Nat King Cole performs in Chicago in 1954.

Nat King Cole performs in Chicago in 1954.

Credit:

Phillip Harrington/Alamy Stock Photo

Nat King Cole was born on March 17, 1919, so in honor of his centennial, Studio 360 looks back at the great crooner’s legacy.

Kurt Andersen talks with Daniel Mark Epstein, who wrote a biography of Nat King Cole, about the singer's groundbreaking TV variety show. “The Nat King Cole Show” ran on NBC for just over a year, 1956 to 1957, but despite its short life, the show was a hugely important cultural landmark: it was the first network TV show starring an African American, and the only one until the mid-1960s. “He was the Jackie Robinson of the television world,” Epstein says.

 

Actor Dulé Hill stars in a new musical at Los Angeles’ Geffen Playhouse, “Lights Out: Nat ‘King’ Cole,” about the final days of Cole’s TV show before its untimely cancellation.
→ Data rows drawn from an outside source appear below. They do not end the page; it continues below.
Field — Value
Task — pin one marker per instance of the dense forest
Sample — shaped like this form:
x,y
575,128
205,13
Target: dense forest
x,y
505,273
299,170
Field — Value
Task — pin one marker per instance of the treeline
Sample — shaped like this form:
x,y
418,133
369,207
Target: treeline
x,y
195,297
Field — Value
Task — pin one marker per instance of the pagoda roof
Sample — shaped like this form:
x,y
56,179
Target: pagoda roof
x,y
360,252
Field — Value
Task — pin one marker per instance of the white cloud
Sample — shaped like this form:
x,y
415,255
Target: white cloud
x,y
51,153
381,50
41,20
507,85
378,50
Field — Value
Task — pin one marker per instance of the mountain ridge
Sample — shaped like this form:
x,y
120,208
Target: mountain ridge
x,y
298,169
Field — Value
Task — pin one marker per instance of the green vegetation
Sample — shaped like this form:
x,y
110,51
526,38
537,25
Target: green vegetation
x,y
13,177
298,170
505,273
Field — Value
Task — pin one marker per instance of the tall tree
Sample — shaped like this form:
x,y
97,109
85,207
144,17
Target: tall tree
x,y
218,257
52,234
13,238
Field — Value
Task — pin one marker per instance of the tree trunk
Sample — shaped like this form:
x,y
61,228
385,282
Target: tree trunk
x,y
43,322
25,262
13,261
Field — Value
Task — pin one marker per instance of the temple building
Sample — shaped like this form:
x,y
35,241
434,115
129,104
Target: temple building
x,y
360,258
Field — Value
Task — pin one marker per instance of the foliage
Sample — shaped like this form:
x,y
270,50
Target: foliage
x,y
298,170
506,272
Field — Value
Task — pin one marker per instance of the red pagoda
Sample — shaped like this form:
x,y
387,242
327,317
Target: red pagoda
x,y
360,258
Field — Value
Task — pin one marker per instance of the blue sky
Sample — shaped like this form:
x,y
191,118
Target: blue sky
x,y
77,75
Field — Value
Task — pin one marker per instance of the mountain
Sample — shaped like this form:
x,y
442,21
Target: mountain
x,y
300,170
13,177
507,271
Hill shares his approach to embodying Cole in his performance: “I don't try to mimic Mr. Cole. I try to get his essence: his spirit, the essence of his voice, the essence of his song, the gracefulness in it, the softness in his voice, that cool calming breeze that his voice is as it dances along the notes. I try to take that and marry that to my being, and hope that people when they see the show can see that reflected on stage.”

(Kurt’s conversation with Daniel Mark Epstein originally aired May 5, 2001.)